O WhatsApp deixou de ser apenas um canal de conversa e virou mesa de negociação. Orçamentos aprovados por áudio, prazos combinados em mensagem, um simples "combinado, pode seguir" que fecha um serviço de milhares de reais. É rotina, e também dúvida frequente de clientes: esse "aceite" digitado tem o mesmo peso de uma assinatura? Vale para exigir cumprimento em juízo?
A resposta curta é sim, o contrato existe e pode ser cobrado. Mas a resposta completa exige separar duas coisas que costumam ser confundidas: a validade do contrato e a validade da assinatura. O Código Civil adota o princípio da liberdade das formas. O artigo 107 é direto: "a validade da declaração de vontade não dependerá de forma especial, senão quando a lei expressamente a exigir". E o artigo 104 lista os requisitos de qualquer contrato: agente capaz, objeto lícito e manifestação de vontade, sem mencionar em nenhum momento papel, tinta ou assinatura manuscrita. Na prática, isso significa que uma proposta enviada por WhatsApp e respondida com um "aceito" pode, sim, formar um contrato válido e vinculante, exatamente como aconteceria por telefone ou aperto de mão. A informalidade do meio não invalida o negócio, desde que fique clara a manifestação de vontade das partes.

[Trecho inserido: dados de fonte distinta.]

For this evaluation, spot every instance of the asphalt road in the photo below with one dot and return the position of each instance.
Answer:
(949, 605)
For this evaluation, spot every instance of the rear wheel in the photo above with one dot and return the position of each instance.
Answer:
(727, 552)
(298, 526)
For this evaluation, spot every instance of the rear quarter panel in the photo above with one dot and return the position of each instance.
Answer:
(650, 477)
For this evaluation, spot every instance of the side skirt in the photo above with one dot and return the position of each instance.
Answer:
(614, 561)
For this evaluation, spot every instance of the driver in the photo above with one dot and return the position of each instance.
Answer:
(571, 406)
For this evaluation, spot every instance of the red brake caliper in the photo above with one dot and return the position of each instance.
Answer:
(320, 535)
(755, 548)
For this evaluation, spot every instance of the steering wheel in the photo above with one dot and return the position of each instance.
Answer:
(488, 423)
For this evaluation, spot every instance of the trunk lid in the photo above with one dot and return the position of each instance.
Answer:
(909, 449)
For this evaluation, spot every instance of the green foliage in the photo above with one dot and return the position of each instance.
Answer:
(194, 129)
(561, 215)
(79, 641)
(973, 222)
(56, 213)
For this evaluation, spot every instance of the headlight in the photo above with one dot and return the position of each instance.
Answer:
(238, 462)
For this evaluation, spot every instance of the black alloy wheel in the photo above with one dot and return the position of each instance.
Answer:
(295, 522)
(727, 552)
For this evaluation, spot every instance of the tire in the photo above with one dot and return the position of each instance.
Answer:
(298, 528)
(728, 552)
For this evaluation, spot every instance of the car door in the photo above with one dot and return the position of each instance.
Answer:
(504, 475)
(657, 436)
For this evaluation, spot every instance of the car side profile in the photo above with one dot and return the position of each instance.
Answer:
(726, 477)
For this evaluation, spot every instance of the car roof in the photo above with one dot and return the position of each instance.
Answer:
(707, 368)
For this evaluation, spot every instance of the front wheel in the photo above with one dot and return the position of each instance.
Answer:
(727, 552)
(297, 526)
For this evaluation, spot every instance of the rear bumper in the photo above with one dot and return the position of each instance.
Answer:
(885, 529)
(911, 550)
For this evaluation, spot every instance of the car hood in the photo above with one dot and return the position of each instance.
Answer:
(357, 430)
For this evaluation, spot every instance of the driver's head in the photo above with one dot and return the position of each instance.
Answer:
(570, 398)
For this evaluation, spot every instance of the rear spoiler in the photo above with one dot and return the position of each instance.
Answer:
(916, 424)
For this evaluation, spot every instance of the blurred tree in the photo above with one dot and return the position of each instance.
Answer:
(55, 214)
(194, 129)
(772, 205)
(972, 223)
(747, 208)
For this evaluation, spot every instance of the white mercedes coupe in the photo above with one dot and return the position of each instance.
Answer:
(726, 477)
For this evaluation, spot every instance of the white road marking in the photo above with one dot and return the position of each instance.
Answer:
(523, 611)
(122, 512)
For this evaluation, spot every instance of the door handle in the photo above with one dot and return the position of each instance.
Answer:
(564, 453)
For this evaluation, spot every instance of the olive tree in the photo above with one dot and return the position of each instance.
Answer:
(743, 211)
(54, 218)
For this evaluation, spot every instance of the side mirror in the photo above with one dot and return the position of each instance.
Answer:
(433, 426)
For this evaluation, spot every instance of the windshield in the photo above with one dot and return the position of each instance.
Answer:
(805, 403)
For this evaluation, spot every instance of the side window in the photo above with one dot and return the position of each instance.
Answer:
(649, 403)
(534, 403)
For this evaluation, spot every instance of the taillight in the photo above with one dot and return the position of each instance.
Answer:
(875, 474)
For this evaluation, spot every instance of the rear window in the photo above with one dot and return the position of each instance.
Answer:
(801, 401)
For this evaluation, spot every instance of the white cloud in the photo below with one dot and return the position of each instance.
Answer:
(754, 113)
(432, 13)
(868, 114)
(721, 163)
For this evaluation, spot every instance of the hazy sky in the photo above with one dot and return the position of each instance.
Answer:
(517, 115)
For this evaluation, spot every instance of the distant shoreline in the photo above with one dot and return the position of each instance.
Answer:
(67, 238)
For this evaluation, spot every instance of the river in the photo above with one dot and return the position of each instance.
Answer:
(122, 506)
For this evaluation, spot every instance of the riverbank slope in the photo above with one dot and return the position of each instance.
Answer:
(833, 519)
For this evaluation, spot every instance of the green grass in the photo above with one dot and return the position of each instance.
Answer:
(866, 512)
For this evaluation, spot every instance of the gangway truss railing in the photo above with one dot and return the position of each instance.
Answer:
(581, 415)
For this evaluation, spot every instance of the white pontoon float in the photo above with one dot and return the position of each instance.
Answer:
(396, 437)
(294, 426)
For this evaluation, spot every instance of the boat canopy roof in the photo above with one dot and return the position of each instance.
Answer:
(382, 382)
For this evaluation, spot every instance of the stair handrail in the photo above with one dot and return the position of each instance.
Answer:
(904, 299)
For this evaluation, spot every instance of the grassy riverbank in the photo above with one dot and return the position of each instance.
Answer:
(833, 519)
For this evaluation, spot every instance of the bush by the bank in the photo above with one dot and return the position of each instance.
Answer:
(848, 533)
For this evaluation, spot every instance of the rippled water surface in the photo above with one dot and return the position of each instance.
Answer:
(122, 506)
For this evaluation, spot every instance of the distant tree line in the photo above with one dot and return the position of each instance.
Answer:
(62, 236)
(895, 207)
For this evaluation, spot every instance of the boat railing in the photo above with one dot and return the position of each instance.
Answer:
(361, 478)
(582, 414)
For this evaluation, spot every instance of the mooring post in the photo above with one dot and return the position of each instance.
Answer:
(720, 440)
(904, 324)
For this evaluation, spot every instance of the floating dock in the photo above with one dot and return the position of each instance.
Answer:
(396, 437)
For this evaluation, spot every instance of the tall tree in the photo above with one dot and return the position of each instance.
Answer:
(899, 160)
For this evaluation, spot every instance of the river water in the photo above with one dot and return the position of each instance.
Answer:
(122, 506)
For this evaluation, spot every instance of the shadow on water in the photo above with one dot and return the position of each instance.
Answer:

Aqui mora a confusão mais comum: aceite não é sinônimo técnico de assinatura. Assinatura, no sentido técnico-jurídico, é um mecanismo com efeitos probatórios reforçados, pois se presume que foi aquela pessoa, naquele momento, que manifestou a vontade, e essa presunção tem grau de força diferente conforme o tipo de assinatura. A MP 2.200-2/2001 criou a assinatura digital certificada pela ICP-Brasil, que goza de presunção legal de autenticidade. A Lei 14.063/2020 foi além e classificou as assinaturas eletrônicas em três níveis (simples, avançada e qualificada), cada uma com um grau distinto de segurança e, principalmente, de força probatória em caso de disputa. Um "sim, aceito" no WhatsApp se enquadra, no máximo, como assinatura eletrônica simples: comprova a manifestação de vontade, mas não tem o mesmo lastro técnico de autenticidade de uma assinatura certificada. Ou seja, o contrato existe, mas, se a outra parte negar que mandou aquela mensagem, o ônus de provar a autenticidade da conversa recai sobre quem a apresenta.
O risco prático não está na existência do contrato, e sim na prova. Prints isolados, sem o histórico completo da conversa, sem metadados e sem garantia de que não foram editados, podem ser impugnados pela parte contrária e ter sua força probatória questionada pelo juiz. Também vale lembrar que o contrato firmado por WhatsApp não é, por si só, um título executivo extrajudicial, ou seja, mesmo comprovada a dívida, normalmente será necessário ajuizar uma ação de conhecimento, e não uma execução direta. Há ainda situações em que a liberdade de forma simplesmente não se aplica, como a transferência de imóveis, determinados atos societários e outros negócios para os quais a lei exige escritura pública ou forma específica. Nesses casos, nenhum "aceito" no WhatsApp substitui o instrumento exigido.
Para quem negocia por WhatsApp no dia a dia, três cuidados reduzem o risco de dor de cabeça depois: preservar a conversa completa, e não apenas o print do trecho favorável; formalizar as operações de maior valor ou complexidade em contrato próprio ou plataforma de assinatura eletrônica; e, quando a mensagem for a única prova de um negócio relevante, considerar uma ata notarial para atestar a existência e o conteúdo da conversa. O WhatsApp é, hoje, uma ferramenta legítima para negociar e até fechar contratos. O que ele não substitui é o cuidado de formalizar o essencial, porque a liberdade de forma que a lei garante para contratar não dispensa a responsabilidade de provar, depois, o que foi combinado.